Microsoft patches IE, Office and Windows
For Patch Tuesday this month, we are receiving critical updates from both Microsoft and Adobe. Microsoft has five bulletins, bringing the six-month total up to 51 bulletins, about 20% more than we had in 2012.
The most important Microsoft bulletin is MS13-047, a new version of Internet Explorer (IE). The bulletin is rated “critical,” addresses 19 vulnerabilities and covers all versions of IE, from IE6 to IE10, running on all versions of Windows, from XP to RT. Given the large number of vulnerabilities fixed, this will be the main target for attackers to reverse engineer and construct an exploit that can be delivered through a malicious webpage. Apply this bulletin as quickly as possible on all workstations that use IE for Internet access.
Our second priority is bulletin MS13-051 for Microsoft Office 2003 on Windows and 2011 for Mac OS X. It addresses a parsing vulnerability for the PNG graphic format that is currently in limited use in the wild. The attack arrives in an Office document and is triggered when the user opens the document. Microsoft rates it only as “important” because user interaction is required, but attackers have shown over and over that getting a user to open a file is quite straightforward. They use social-engineering techniques and send the “right” content to the user under attack – documents that have professional names and contain information that is of interest to the target.
Other fixes are MS13-048, for an Information Disclosure vulnerability; MS13-049, for a DoS problem in the TCP/IP stack of newer Windows systems (Vista+); and MS13-050, a local privilege escalation vulnerability in Windows Print Spooler.
Microsoft is not fixing a recent vulnerability that Tavis Ormandy had alluded to in March and has recently published an exploit for on the full-disclosure mailing list. The 0-day vulnerability allows an attacker already on the machine to gain admin privileges, and we can assume that the underground is working to make that vulnerability part of their arsenal. The vulnerability should be addressed next Patch Tuesday unless wider exploitation in the wild is detected.
Adobe is coming out with a new version of Flash (APSB13-16), which addresses one vulnerabilities, mostly report by Google’s security team. If you use Google Chrome or Microsoft IE10, you will receive this update automatically.

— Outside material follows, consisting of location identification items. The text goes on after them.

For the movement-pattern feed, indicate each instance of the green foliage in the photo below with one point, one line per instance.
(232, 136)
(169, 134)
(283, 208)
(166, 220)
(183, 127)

Microsoft offers more details in KB2755801.
Apple published its quarterly security fixes last week, with a new version of Safari and Mac OS X. These address numerous critical vulnerabilities and should be installed as quickly as possible. They are unrelated to the newly announced versions of Mac OS X and Safari at the recent WWDC in San Francisco, which will still take a number of weeks for release.
All in all, it’s a smaller Patch Tuesday, but certainly enough work for system administrators, many of whom have to take care of Adobe, Apple and Microsoft.
Author: Wolfgang Kandek, CTO, Qualys.